The Cv value of the control valve is 495 gallons per minute (gpm). The flow coefficient, or Cv, is a universal capacity index and is simply defined as “the number of U.S. gallons of water per minute at 60°F that will flow through a valve with a pressure drop of one psi.” The 12” bypass butterfly valve provides a Cv value of 4563 gpm, which is much higher than the control valve.
FIVE POSSIBLE SOLUTIONS
1. Changing the type of the bypass valve
Globe valves have higher pressure drop and less Cv value compared to butterfly valves in the same size and pressure class. Additionally, globe valves have better flow control characteristics and range ability. The disadvantage of this solution is increased cost, and this solution is not preferred if the bypass valve has already been ordered as a butterfly valve. Figure 3 illustrates a globe valve during the inspection.
2. Ordering a butterfly valve with specific Cv
Generally, it could be a good solution for ordering the bypass valve with a special Cv close to the control valve. However, it is not possible to have a 12” butterfly valve with a Cv value as small as 495 gpm. Ordering a valve with special Cv increases the cost since the valve is different from the standard valve manufacturer product.
3. Reducing the size of the butterfly valve on the bypass line
The Cv value of the 4” butterfly valve in this case is 234 gpm, which is too low. On the other hand, a 6” butterfly valve has a Cv value of 819 gpm, which is higher than the required Cv. Therefore, both sizes cannot satisfy the required Cv in fully open condition. However, it is possible to partially open the 6” butterfly valve to get a flow capacity close to the control valve.
4. Using an orifice plate (disk) to reduce the flow capacity
An orifice plate is a device used for measuring flow rate, reducing pressure or restricting flow (in the latter two cases it is often called a restriction plate). The orifice plate should be installed after the bypass valve to limit the flow capacity. Orifice plate is installed between orifice flanges and the pressure values upstream and downstream of the orifice are measured through pressure gauges in Figure 4.
5. Considering the bypass valve for throttling (flow control)
The manual bypass valve is not 100% percent open during the operation. Thus, the operator should partially open the butterfly valve to get a flow capacity close to the control valve.
Valve suppliers provide a flow characteristic curve based on the opening percentage of the valve. As an example, Figure 5 indicates the flow capacity of the butterfly valves in different sizes from 3” to 36” based on the opening degree of the valve. The values of flow capacity have been given in Kv values. The relationship between Cv and Kv values is given through equation 1. Kv indicates the flow capacity of a valve in m3/h, which flows through the valve at a pressure drop of 1Bar.

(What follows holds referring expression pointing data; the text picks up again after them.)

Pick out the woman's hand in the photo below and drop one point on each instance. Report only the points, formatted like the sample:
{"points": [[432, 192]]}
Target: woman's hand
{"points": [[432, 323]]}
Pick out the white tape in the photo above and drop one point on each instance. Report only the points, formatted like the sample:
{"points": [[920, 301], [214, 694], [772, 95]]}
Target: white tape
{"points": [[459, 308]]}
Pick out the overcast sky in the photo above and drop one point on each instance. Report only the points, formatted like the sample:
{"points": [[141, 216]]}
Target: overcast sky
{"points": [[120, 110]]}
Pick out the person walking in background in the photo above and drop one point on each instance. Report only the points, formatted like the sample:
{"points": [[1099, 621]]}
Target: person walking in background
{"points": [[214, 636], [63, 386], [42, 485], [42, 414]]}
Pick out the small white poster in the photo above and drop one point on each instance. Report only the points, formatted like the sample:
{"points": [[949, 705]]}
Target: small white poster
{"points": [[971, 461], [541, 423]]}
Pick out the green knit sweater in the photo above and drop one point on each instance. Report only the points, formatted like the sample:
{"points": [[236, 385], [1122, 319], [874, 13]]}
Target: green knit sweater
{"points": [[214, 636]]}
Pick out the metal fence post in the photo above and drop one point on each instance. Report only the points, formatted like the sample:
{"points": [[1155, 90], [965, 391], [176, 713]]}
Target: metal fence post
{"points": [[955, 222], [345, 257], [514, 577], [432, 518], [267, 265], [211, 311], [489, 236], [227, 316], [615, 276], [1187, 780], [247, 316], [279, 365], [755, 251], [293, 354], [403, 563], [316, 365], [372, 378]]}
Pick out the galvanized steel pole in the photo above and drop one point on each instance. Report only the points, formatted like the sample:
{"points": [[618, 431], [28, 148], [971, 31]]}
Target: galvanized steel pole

The opening angle of the bypass valve can be adjusted to provide a Cv value close to the control valve. A flow transmitter should be installed on the pipe to measure the flow rate passing through the bypass valve during the valve operation. It is possible to calculate the flow capacity by knowing the Cv value of the valve through equation number 2.
CONCLUSION AND RECOMMENDATIONS
For operation, sizing and selection of a manual valve on a bypass line, the flow capacity or Cv value of the bypass valve should be almost the same as the control valve.
A 12” wafer-type butterfly valve was selected for the bypass line, which has higher flow capacity than the control valve. Different solutions to solve this issue were offered, but the preferred solution is to reduce the size of the valve to 6” according to solution number 3 and use the valve for throttling on the condition that the 12” valve has not been ordered. Using a flow orifice (restriction orifice) can be a good solution if a 12” butterfly valve has already been ordered and is subject to a high cancellation cost. Alternatively, the 12” valve could be opened partially to get specific flow capacity close to the control valve as per solution number 5.